Participated in SiEUGreen (2018-2022), a large EU-China collaborative project on green and smart cities covering resilience, land use, urban design, and resource efficiency.
HATAY METROPOLITAN MUNICIPALITY
Turkish metropolitan municipality offering an urban testbed for smart cities, food security, and social inclusion research in a culturally diverse Mediterranean context.
Their core work
Hatay Metropolitan Municipality is the elected local government authority for Antakya and the Hatay province in southern Turkey, responsible for urban planning, public services, and community development for a population of over one million. In EU research contexts, they serve as a real-world urban testbed and municipal implementation partner, providing access to a diverse, cross-cultural urban population and the institutional authority to pilot city-level interventions. Their H2020 participation covers two distinct themes: engaging youth in civic environmental participation, and contributing a Turkish Mediterranean city's perspective to Sino-European smart city and urban food security research. As a public body, they bring the practical dimension of translating research into municipal policy and community practice.
What they specialise in
SiEUGreen included food security and food literacy as explicit themes, positioning the municipality as a site for testing urban food system interventions.
Participated in STEP (2015-2017), focused on societal and political engagement of young people in environmental issues.
SiEUGreen keywords include inclusion and social innovation, reflecting a role in testing socially equitable approaches to urban transformation.
How they've shifted over time
Their first project (STEP, 2015-2017) focused narrowly on youth civic participation and environmental awareness — a common entry point for municipalities into EU research. By 2018 they had shifted to a substantially broader agenda in SiEUGreen, encompassing smart city infrastructure, EU-China cooperation, food security, urban design, and social innovation simultaneously. The trajectory points from soft civic education toward integrated urban sustainability governance, with food systems and resilience emerging as specific municipal competencies.
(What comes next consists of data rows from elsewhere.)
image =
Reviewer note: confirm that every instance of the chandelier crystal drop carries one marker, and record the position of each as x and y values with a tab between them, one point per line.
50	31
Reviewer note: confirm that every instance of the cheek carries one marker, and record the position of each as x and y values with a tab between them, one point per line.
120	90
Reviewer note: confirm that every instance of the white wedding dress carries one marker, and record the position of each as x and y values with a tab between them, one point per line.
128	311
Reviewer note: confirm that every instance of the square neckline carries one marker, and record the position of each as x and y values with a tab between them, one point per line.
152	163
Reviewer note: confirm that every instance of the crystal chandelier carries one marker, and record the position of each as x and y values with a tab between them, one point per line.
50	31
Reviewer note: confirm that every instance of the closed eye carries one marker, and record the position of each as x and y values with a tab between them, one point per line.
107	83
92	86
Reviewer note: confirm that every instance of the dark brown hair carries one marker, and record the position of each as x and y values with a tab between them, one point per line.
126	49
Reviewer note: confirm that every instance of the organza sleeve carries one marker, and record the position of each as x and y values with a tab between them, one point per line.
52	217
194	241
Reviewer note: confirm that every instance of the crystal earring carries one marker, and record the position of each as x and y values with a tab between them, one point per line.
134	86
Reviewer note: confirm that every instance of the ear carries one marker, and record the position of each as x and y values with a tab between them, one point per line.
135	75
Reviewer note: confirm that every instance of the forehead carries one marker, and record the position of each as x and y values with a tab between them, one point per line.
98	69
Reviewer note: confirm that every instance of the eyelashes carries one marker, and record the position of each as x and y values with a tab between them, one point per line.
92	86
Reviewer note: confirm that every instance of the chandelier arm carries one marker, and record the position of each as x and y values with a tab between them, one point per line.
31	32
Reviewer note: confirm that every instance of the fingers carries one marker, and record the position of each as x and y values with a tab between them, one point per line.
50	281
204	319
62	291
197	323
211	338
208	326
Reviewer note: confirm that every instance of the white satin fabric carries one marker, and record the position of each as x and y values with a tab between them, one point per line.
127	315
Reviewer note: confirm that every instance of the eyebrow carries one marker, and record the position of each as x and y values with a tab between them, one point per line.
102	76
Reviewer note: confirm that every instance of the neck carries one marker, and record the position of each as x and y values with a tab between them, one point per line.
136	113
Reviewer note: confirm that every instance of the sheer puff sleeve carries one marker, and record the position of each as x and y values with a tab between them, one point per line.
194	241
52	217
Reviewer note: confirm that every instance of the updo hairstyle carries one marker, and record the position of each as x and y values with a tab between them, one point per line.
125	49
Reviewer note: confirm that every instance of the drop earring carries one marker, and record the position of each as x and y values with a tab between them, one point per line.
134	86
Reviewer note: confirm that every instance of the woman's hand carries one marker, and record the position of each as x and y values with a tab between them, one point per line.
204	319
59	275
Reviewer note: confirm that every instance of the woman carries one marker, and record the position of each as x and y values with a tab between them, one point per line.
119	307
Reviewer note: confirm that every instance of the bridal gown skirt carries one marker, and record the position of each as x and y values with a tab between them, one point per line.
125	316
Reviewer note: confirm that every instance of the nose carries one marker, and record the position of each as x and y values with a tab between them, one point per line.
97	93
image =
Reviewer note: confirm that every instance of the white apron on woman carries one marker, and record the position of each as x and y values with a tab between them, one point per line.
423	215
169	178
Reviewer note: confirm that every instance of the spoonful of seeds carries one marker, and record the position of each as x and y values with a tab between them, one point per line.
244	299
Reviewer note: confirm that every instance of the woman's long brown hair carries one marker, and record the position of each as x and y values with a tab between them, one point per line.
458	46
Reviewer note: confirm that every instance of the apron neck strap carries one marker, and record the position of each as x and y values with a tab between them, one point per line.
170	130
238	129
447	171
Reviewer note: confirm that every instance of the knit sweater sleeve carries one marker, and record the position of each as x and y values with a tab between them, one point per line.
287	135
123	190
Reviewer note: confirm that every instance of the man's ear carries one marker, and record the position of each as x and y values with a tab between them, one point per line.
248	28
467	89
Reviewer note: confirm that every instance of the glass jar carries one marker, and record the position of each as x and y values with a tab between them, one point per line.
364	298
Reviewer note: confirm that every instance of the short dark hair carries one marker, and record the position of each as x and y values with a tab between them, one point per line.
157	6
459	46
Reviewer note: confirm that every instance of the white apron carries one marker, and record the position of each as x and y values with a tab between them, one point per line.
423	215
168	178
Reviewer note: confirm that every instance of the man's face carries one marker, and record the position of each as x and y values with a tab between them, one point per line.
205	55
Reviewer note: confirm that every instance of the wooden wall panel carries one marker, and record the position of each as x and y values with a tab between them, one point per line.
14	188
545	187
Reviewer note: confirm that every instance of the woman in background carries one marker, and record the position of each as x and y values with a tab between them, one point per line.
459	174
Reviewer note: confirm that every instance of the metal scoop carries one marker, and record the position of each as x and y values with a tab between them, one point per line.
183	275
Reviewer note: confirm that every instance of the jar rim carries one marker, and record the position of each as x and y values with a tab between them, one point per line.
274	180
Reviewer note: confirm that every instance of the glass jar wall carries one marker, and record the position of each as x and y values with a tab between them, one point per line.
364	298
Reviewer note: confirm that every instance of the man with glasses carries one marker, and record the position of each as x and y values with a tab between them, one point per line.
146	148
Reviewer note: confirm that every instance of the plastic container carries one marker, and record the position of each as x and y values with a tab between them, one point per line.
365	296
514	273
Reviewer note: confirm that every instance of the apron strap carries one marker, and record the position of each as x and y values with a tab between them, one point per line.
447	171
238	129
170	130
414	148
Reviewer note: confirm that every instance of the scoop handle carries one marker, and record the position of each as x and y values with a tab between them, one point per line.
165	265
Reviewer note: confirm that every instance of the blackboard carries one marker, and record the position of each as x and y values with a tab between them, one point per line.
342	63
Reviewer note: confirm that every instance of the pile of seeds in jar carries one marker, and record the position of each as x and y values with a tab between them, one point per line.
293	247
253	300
The municipality is moving toward complex multi-theme urban sustainability projects, making them a relevant partner for consortia that need a mid-sized Turkish city as a pilot or case-study site — particularly where EU-China or EU-MENA dimensions add geographic value.
How they like to work
Hatay Metropolitan Municipality has participated exclusively as a consortium partner across both projects, never taking a coordinator role. Both projects involved large international consortia (SiEUGreen alone had many partners across European and Chinese cities), suggesting they are comfortable contributing as one node among many rather than driving project leadership. For a potential partner, this means they are likely accessible and flexible to join, but should not be expected to manage project administration or take on lead responsibilities.
They have worked with 31 unique consortium partners across 14 countries — unusually broad for only two projects, reflecting participation in large-scale international consortia. Their network spans Europe and extends to China via the SiEUGreen project, giving them cross-continental research connections rare among Turkish municipalities.
What sets them apart
Hatay is geographically and culturally distinct — a southern Turkish province bordering Syria, historically one of the most ethnically and religiously diverse regions in the Middle East, which gives the municipality a rare perspective on urban inclusion and resilience under real social stress. For consortia requiring a non-Western-European urban case study with EU institutional ties, this municipality offers a meaningful boundary condition that Northern or Central European city partners cannot replicate. Their EU-China collaboration experience also makes them a credible bridge partner for projects with Asian or Global South dimensions.
Highlights from their portfolio
- SiEUGreenThe largest and most complex of their projects (EUR 357,965), spanning 2018-2022 with EU-China scope across smart cities, food security, urban design, and social innovation — rare breadth for a single municipal participant.
- STEPTheir entry into H2020 via a youth civic engagement project signals an institutional commitment to participatory approaches before moving to the more technical smart city agenda.